Sue-Ann Malitte et Périne Courtot

Dans ce séminaire, nous proposons d’ouvrir une réflexion autour des rapports complexes qu’entretiennent les travailleuses avec l’écriture au XIXsiècle. En effet, romantiques et naturalistes investissent à cette époque la littérature d’une mission politique et sociale, faisant montre tantôt d’un paternalisme écrasant, tantôt d’un intérêt sincère pour la cause ouvrière. Grand moment de l’alphabétisation, cette période voit également se développer, d’une part, une littérature à destination d’un public ouvrier désormais capable d’en profiter, et, d’autre part, une littérature produite par ce même public, dans la continuité d’une tradition orale antérieure, dont l’héritage se répartit inégalement entre les sexes. De ces bouleversements les travailleuses ne sont pas absentes, puisqu’elles aussi lisent et parfois écrivent.

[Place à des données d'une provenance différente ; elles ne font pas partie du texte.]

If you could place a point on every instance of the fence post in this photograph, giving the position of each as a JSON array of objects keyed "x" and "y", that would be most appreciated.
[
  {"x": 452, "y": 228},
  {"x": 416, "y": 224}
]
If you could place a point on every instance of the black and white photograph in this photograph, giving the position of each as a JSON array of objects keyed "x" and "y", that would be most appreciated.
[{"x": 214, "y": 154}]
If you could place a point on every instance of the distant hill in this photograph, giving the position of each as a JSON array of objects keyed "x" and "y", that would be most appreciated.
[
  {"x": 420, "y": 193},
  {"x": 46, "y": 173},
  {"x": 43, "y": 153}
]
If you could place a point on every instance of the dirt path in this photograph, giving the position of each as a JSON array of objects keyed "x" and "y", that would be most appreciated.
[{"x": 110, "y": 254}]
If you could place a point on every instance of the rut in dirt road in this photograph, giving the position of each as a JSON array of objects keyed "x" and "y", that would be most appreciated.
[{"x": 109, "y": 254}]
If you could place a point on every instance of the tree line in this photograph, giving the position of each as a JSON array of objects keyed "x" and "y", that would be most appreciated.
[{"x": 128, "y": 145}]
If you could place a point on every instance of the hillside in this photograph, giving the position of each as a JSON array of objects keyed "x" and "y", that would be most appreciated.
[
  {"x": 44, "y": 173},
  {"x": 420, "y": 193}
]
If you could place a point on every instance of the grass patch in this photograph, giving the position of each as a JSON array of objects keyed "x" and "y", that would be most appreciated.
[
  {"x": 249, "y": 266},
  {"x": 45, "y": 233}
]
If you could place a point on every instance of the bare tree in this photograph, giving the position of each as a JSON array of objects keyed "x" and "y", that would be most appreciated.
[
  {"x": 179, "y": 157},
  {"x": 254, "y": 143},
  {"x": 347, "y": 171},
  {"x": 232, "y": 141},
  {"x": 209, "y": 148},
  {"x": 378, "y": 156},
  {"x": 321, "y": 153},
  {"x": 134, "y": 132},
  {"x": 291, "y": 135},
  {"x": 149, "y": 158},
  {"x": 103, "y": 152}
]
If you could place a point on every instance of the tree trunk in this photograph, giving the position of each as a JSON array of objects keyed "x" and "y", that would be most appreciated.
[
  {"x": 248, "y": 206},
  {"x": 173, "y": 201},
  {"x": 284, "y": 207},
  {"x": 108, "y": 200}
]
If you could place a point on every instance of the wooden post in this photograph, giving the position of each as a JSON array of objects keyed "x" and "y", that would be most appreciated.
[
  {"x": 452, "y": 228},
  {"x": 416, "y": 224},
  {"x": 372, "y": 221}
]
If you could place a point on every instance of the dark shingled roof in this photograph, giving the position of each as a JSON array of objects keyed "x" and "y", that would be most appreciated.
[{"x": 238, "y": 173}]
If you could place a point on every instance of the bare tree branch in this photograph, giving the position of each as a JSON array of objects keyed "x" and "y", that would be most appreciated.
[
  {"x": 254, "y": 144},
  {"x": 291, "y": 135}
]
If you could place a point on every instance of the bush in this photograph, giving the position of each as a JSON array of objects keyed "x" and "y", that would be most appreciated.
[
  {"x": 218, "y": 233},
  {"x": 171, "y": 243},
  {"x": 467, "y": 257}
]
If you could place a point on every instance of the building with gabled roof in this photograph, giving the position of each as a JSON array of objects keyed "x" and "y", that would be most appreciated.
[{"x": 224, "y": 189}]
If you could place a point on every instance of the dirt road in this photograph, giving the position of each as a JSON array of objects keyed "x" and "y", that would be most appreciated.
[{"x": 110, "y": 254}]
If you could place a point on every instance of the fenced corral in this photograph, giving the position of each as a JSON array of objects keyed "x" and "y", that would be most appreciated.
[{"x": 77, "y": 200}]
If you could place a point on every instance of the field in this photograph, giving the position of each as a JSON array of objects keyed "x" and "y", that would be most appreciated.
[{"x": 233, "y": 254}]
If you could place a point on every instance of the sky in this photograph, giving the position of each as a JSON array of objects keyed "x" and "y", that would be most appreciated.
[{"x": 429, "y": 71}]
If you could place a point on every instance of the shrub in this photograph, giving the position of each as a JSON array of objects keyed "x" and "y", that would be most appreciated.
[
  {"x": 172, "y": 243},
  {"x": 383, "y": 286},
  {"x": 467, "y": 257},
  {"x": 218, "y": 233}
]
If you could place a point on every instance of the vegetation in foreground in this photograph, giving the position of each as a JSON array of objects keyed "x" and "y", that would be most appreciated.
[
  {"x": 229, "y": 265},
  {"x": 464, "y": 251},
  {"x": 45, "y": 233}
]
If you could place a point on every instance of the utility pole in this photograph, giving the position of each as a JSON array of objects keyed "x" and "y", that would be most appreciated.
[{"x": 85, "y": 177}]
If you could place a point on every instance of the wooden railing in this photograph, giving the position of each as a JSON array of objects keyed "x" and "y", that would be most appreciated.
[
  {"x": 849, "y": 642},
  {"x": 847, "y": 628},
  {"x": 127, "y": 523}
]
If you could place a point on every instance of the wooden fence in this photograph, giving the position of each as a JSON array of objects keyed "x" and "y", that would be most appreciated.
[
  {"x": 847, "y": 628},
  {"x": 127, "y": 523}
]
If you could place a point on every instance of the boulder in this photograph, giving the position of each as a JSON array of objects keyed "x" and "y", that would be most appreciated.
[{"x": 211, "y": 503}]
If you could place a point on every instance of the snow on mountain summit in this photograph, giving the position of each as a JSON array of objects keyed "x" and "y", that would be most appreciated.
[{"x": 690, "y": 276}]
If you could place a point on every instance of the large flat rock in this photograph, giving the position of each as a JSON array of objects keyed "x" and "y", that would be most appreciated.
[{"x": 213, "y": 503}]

Cependant, elles peinent à trouver leur place à l’intersection de deux groupes largement dominés par la présence et le discours masculins : le monde ouvrier et le monde littéraire.

Comment est-on femme et travailleuse dans le monde littéraire au XIXsiècle ?

Nous examinerons quelles formes de pratiques, de représentations et de marginalités une telle question met en jeu, et nous demanderons avec Michelle Perrot : « Femmes emmurées, comment vous rejoindre ? ».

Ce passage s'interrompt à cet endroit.